I think what you said about taking it one day at a time is a very good start to begin some healing. You will never forget her cause she is with you for the rest of your life, only now she is a part of your heart instead of a physical presence. Talk to her, write here about your feelings...that is all a natural part of healing so we can survive. I have to always quote Saki&Freyja'sMom who said: "The pain of losing her will never ever be bigger than the joy of knowing her." That remark is priceless...it says so very much.
No matter how many years we have with them..it is never enough. But that is not in our hands else we would never let them go as long as they were healthy and happy.
Take Care and know your pain is shared by so many here who truly understand what you are going through because it is like looking in a mirror. And talking about it does help and posting pictures has also worked. The pain of loss will never be gone but in time it is pushed back by the good memories of being together when she was completely healthy....those are the memories to remember. And it takes time to focus on them.
lalig
Jan 4 2008, 12:28 AM
Thank you all for those kind words. I had a hard night tonight. The hullabaloo of New Years is now gone, I had my best friend visit me over this past week which was great. I had a nice time and some much needed laughs. But when I got home today the house was back to being quiet, and I had no more distraction and I lost it again. I miss her so much. I realized something. We never really feel that those we love are gone, somehow its not real, but as time passes we realize, 'hey I am never going to see them again' and that new reality begins to hurt. I feel so hurt. So upset.
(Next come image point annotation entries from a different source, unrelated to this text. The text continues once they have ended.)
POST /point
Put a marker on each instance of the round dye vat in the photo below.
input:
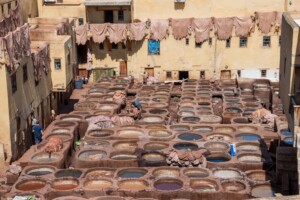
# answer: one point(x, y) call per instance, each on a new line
point(155, 146)
point(286, 132)
point(92, 155)
point(125, 146)
point(97, 184)
point(133, 185)
point(153, 157)
point(288, 140)
point(68, 172)
point(45, 158)
point(247, 146)
point(160, 133)
point(100, 133)
point(166, 172)
point(99, 172)
point(98, 144)
point(196, 173)
point(64, 184)
point(132, 173)
point(227, 173)
point(202, 129)
point(247, 128)
point(263, 190)
point(250, 158)
point(216, 146)
point(189, 136)
point(248, 137)
point(233, 186)
point(186, 146)
point(204, 185)
point(130, 133)
point(29, 185)
point(218, 158)
point(180, 128)
point(191, 119)
point(259, 176)
point(124, 156)
point(40, 171)
point(224, 129)
point(168, 184)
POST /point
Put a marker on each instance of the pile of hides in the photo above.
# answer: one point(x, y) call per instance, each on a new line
point(122, 121)
point(119, 97)
point(263, 116)
point(186, 158)
point(15, 46)
point(54, 144)
point(99, 121)
point(41, 59)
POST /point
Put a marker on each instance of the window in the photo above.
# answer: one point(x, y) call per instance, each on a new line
point(198, 45)
point(243, 42)
point(101, 46)
point(187, 41)
point(202, 74)
point(153, 47)
point(57, 64)
point(169, 74)
point(80, 21)
point(266, 41)
point(13, 83)
point(263, 73)
point(279, 40)
point(239, 73)
point(228, 43)
point(25, 73)
point(114, 46)
point(120, 15)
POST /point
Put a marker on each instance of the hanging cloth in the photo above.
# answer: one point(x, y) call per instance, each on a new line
point(81, 34)
point(243, 26)
point(202, 27)
point(265, 21)
point(223, 27)
point(137, 31)
point(117, 33)
point(181, 27)
point(98, 32)
point(159, 29)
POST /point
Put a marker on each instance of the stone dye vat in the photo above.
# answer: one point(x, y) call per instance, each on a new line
point(132, 173)
point(168, 184)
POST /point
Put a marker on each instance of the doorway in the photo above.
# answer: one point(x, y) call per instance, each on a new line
point(225, 74)
point(108, 16)
point(183, 75)
point(150, 71)
point(123, 68)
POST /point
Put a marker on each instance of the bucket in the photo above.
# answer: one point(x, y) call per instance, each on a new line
point(78, 84)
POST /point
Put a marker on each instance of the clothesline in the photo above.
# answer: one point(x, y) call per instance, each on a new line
point(181, 28)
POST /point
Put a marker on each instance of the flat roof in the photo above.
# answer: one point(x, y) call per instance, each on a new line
point(107, 2)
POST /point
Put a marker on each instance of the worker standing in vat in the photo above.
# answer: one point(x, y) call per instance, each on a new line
point(137, 110)
point(38, 132)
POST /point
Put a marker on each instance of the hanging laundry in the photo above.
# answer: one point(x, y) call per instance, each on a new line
point(202, 27)
point(181, 27)
point(159, 28)
point(137, 31)
point(81, 34)
point(243, 26)
point(223, 27)
point(117, 33)
point(16, 15)
point(98, 32)
point(265, 21)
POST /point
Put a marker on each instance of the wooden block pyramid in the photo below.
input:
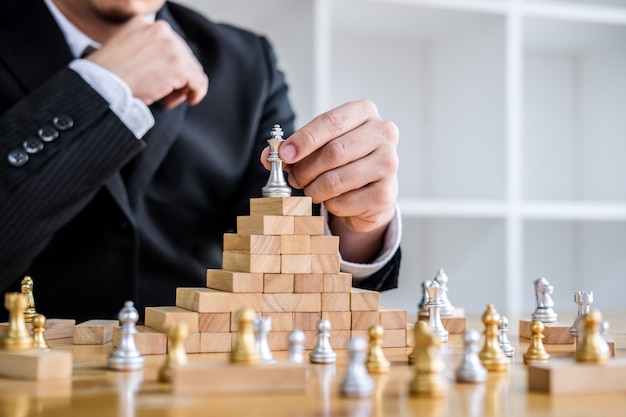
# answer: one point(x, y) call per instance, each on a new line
point(280, 264)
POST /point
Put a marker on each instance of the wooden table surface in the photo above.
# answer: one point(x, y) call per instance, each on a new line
point(94, 391)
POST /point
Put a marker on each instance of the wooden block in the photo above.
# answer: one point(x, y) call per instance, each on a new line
point(324, 245)
point(214, 322)
point(306, 302)
point(256, 244)
point(265, 225)
point(278, 283)
point(341, 282)
point(215, 342)
point(553, 333)
point(233, 281)
point(312, 226)
point(308, 283)
point(325, 264)
point(335, 301)
point(94, 332)
point(201, 377)
point(36, 365)
point(277, 302)
point(203, 300)
point(364, 300)
point(149, 341)
point(245, 262)
point(160, 317)
point(306, 321)
point(565, 376)
point(339, 320)
point(282, 206)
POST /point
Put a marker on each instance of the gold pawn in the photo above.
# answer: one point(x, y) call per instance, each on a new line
point(536, 350)
point(176, 354)
point(492, 356)
point(592, 347)
point(16, 336)
point(39, 328)
point(245, 350)
point(376, 362)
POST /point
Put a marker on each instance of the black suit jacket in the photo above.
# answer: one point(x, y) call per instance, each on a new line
point(98, 217)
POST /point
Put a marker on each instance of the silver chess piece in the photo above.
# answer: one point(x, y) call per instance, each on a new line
point(126, 356)
point(545, 306)
point(357, 382)
point(583, 299)
point(434, 305)
point(262, 326)
point(323, 352)
point(471, 368)
point(276, 185)
point(442, 279)
point(503, 338)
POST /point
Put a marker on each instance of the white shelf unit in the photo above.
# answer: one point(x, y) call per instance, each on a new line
point(512, 117)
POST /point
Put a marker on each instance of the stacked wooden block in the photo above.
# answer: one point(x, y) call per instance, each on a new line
point(280, 264)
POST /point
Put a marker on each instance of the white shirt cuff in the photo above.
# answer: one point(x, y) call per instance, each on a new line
point(391, 243)
point(133, 112)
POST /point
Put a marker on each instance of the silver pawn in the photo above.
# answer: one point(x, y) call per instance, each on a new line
point(323, 352)
point(262, 326)
point(442, 279)
point(503, 338)
point(276, 185)
point(126, 356)
point(434, 304)
point(471, 368)
point(583, 299)
point(296, 346)
point(357, 382)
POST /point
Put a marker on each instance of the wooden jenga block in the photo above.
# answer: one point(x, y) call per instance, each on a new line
point(295, 264)
point(160, 317)
point(265, 225)
point(306, 321)
point(94, 332)
point(325, 245)
point(565, 376)
point(364, 300)
point(339, 320)
point(312, 226)
point(204, 300)
point(36, 365)
point(340, 282)
point(245, 262)
point(277, 302)
point(306, 302)
point(335, 301)
point(256, 244)
point(213, 322)
point(326, 264)
point(553, 333)
point(278, 283)
point(282, 206)
point(308, 283)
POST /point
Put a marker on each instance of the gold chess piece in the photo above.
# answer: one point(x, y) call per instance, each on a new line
point(492, 356)
point(429, 379)
point(376, 362)
point(27, 290)
point(536, 350)
point(176, 354)
point(16, 336)
point(592, 348)
point(245, 350)
point(39, 328)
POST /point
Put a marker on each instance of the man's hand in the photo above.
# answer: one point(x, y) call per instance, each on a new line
point(155, 63)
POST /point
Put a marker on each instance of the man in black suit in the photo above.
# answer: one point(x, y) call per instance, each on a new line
point(122, 170)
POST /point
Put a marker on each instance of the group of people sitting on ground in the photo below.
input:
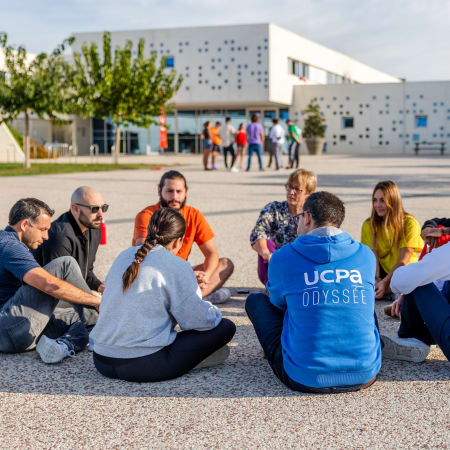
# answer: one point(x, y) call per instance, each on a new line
point(225, 136)
point(316, 322)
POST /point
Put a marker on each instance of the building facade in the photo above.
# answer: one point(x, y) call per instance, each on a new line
point(380, 118)
point(228, 71)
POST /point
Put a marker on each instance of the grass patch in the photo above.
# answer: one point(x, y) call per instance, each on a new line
point(14, 170)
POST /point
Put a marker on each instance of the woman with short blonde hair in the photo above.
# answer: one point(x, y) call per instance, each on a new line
point(277, 221)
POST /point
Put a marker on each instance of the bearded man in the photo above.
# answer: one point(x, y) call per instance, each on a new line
point(214, 271)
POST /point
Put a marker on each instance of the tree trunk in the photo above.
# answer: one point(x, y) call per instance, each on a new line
point(117, 145)
point(74, 136)
point(26, 143)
These days, its not a 24 hour feeling as it was up until a few weeks ago, however now, it hits me out of the blue and I sit and cry, or I sit and just think........It just sucks, what can i say.
Your all right though, maybe she is with me in spirit. I feel that she is. I hope our bodies are just a vessel, and Gimpy is still here, just in another form. I talk to her, I even pet her picture. I should post some pictures of her soon. I swear she was the most photographed cat!! I have tons of pictures.
Thanks again for sharing.
Scott&Senka
Jan 5 2008, 09:38 AM
Thank you for sharing your story.
I am so sorry for your loss of Gimpy. I believe that they are around us in a different form and that their little spirits are close to us. I know the pain you are going through, we lost our cat Burt on December 30 so suddenly, we are still dealing with a shock of what happened, he was only 8 years old.
We find it a little helpful to light the candle every evening and talk about him, my husband talks directly to him and it seems to give him some comfort.
Our deepest condolences for you loss and I hope the time will ease the pain.
Senka
LuvLabs
Jan 8 2008, 09:51 AM
laliq,
Thank you for sharing your story about Gimpy and the health struggles he had in the end. I could totally relate to your disbelief that he had cancer. When the vets tell you that nothing can be done you fell so helpless. You want so desperately for your baby to be well...but the reality is grim.
I lost my 9 yr. old lab to lympoma this past Oct. Lizzy truly loved life like know other dog I ever saw. I was so angry that she got the horrible disease that cancer is. She was much too young and full of life. She had the best of care and the news of cancer was devastating. But she played up until her last day with me. She taught me to be strong even when I am in pain. To live each day to the fullest and to enjoy life like she did. I miss her every single day and know that she will always remain in my heart.
I am sure Gimpy taught you things about life and left an impression on your heart as well. Take what he taught you and smile when you think of him. He is free from pain now and is always watching over you.